D = W / (2 * sin(B/2))

where
D = stacking distance, vertical or horizontal
W = wavelength, in same units as D
B = beamwidth between -3dB points.
Use vertical beamwidth for vertical stacking (as above);
use horizontal beamwidth for horizontal stacking.

 

Horizontal and Vertical Stacking

This example shows how four identical yagis can be stacked in a "box" formation on an "H-frame".

'Box' array of four antennas

Points to note

  • The capture areas just touch in both the vertical and the horizontal directions.
  • The horizontal spacing is greater than the vertical spacing, because the capture areas are elliptical.
  • The horizontal cross-arm of the H-frame is in the same plane as the yagi elements, but interaction is minimized because the cross-arm is outside of the capture area of the antennas.
  • If the top of the tower extends up to the cross-arm (for mechanical strength) it will be inside the capture areas of the two lower antennas and there may be some interaction. 
  • If there are metal guys coming up to the top of the tower, expect some interaction.

 

Antennas for Different Bands... the Principle

This example extends the idea of capture areas to show how to stack antennas for different bands in a "Christmas Tree" configuration. The drawing below shows what we're trying to achieve - but it may not be very practical.

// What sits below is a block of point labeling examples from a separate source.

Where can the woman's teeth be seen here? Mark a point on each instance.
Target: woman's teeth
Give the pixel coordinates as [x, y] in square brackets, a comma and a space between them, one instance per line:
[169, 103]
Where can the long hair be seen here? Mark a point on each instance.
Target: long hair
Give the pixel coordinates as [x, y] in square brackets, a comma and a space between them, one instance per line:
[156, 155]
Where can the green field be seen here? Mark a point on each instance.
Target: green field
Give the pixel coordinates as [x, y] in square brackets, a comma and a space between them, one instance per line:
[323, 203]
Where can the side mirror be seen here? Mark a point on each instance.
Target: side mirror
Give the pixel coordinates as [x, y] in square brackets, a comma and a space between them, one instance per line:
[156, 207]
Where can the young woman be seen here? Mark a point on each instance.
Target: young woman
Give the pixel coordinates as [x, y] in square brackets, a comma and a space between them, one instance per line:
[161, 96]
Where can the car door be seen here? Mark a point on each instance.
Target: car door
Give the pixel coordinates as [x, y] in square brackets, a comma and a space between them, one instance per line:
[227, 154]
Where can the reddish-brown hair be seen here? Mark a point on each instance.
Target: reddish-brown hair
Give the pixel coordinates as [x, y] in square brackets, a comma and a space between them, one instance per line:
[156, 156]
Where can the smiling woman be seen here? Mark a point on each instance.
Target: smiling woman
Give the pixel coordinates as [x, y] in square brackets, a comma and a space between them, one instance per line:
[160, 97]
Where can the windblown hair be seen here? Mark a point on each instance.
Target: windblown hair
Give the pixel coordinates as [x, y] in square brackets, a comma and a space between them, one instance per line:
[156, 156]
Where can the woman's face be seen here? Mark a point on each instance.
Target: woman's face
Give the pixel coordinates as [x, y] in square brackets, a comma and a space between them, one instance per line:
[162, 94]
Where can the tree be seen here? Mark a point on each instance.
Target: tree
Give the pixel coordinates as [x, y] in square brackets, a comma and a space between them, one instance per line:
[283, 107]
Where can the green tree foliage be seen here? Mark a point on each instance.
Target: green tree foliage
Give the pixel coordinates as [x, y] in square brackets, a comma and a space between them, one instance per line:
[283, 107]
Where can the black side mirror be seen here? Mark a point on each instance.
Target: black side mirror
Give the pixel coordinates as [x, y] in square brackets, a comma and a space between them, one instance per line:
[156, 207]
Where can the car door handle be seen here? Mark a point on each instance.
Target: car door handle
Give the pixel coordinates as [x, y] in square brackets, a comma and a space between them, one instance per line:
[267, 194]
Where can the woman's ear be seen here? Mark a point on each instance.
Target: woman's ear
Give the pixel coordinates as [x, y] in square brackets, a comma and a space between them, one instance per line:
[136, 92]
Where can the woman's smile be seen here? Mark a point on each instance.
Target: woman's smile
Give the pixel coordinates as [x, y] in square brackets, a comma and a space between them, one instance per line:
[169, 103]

'Christmas tree' - idealized configuration

Points to note

  • The capture area of the lower-band antenna is physically much larger than the capture area of the higher-band antenna.
  • To avoid any interaction between antennas, the capture areas should not overlap.
  • To avoid interaction with the tower, the top of the tower should be outside the capture area of the lower-band antenna.
  • This configuration is very poor mechanically - it puts large wind-loads on the mast, which may bend or break where it enters the tower.

 

Antennas for Different Bands... In Practice

This example shows the absolute minimum configuration for stacking antennas on different bands. Closer stacking than this can lead to serious loss of performance!

'Christmas tree' - minimum configuration

Points to note

  • The higher-band antenna is inside the capture area of the lower-band antenna, and so is the tower. This is a compromise, but maybe not so serious because both objects are much smaller (horizontally) than a half-wavelength on the lower band.
  • The lower-band antenna looks like a large object to the higher-band antenna - "large" in terms of the wavelength, that is - and will seriously disturb its performance. That's why we always aim to keep lower-band antennas completely outside of the capture area of any higher-band antenna. Breaking this rule is likely to result in serious loss of performance for the higher-band antenna!
  • This example has shown all the compromises. Try to make as few of them as possible!
  • If you can, try to make your system much taller, more like the previous example.

 

How Far Apart?    A Survival Guide

If you don't have much information, check the vertical stacking distance that the manufacturer recommends for two of the same antennas. This distance is the height of the capture area!

The minimum clearance distance (for antennas on lower bands, same polarization) is one-half of the stacking distance for two of the same antennas.

Example: The manufacturer recommends that you stack two identical 144MHz yagis 10 feet apart. That means that you shouldn't mount one of these yagis any closer than (10 / 2) = 5 feet above a lower-band antenna such as a 50MHz yagi or HF tribander.

If you don't even have that much information, for long yagis you can look at the performance table by VE7BQH. That gives recommended stacking distances for a comprehensive range of 144MHz long yagis. If you can't find your exact yagi design, you should be able to find something comparable as a guide.